Sunday, June 23, 2013

Defining the relationship

What is it?
Defining the relationship means discussing with people whom you are romantically involved (or potentially involved) about what your relationship specifically is, and what you want in that relationship.  This primarily includes whether you want something short- or long-term, a casual fling, or a serious committed relationship.  But there are many types of relationships: platonic friendship, friends with romantic feelings (but nothing sexual), "friends with benefits," one-night stand, "few-night" stands, casual sex (which could be a fling that is clustered for a finite time, or on/off over long-term), serious/committed, and even non-sexual long-term partners.

You could also discuss things such as whether you are seeing (or can see) other people, how much space/time you want, what to expect in your relationship, what you want/don't want, how quickly you want to progress sexually, and boundaries.  If you both want a serious relationship, you should also discuss at some point about being mutually exclusive.

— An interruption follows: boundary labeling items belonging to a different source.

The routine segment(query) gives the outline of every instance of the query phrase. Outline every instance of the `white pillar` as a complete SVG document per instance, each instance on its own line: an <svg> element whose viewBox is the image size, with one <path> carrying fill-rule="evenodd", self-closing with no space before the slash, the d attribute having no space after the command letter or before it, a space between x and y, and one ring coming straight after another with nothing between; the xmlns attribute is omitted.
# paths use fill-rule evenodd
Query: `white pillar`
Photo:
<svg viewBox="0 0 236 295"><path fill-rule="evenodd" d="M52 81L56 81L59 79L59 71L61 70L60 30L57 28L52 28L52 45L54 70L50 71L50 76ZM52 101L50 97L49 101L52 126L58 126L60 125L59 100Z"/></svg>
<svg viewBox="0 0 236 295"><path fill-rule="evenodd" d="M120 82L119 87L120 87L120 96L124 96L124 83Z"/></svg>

Why define the relationship?
This conversation is not easy but is important to have so there is mutual understanding about what to expect.  This is a sign of respect and prevents feelings from being hurt later if there were discrepant intentions.  It will also promote an honest and open relationship.

Who should I define the relationship with?
Have this discussion with everyone you are involved with romantically (or potentially involved with), even if it is on the first date.  You don't want to lead anyone on.  

When should I define the relationship?
It is beneficial to have this discussion early (especially the type of relationship you want - casual or serious).  I would recommend talking about it within the first couple of dates, especially before you get intimate.  You don't want to waste time pursuing a relationship that will inevitably end because you both had different agendas.  You could also feel hurt/used if you became intimate, thinking you both were in a serious relationship, only to find out later that the other person wanted something casual. 

Even if you are both seeking a serious relationship, it doesn't mean that you are mutually exclusive.  You and/or your partner may be dating other people, and haven't decided which one to become committed to yet.  Note that dating more than one person does not necessarily translate into your partner not liking you, not taking your relationship seriously, or not being able to commit to a serious long-term relationship later.

Do not assume that you are mutually exclusive after going out on a certain number of dates or after a certain number of week/months, sleeping together, or hitting a particular milestone in the relationship (such as meeting their friends/family).  It is not official until it has been explicitly discussed and agreed upon.  So when does one have this discussion?  I personally think it's best to discuss being mutually exclusive once you have decided the other person is a potential good long-term partner.

Where should I have the discussion?
Discuss this personal and important matter when you are both not rushed for time, and in a private place in case emotions run high.  The exception may be someone you are meeting for the first time.  In that case, you will most likely discuss it in a public setting since that is where you are meeting.

How should I discuss it?
Explain that you want to have this discussion so you are both on the same page and know what to expect.  You don't want to waste anyone's time (yours or theirs), nor want either one of you to get hurt.  Be direct, clear and honest.  It could be as simple as: "I am looking for a serious committed relationship, and want to make sure you are too, so that I don't waste either your or my time."  If you are discussing being mutually exclusive, tell them that you are ready to make that step because they have such wonderful qualities, and ask if they feel the same about you.

The other person may not be able to give you a yes/no answer right away.  Listen to what they have to say and what their current position is.  Discuss but don't push them to give you an absolute yes/no answer.  You sprang this important conversation topic on them, so give them time to think about it if they need.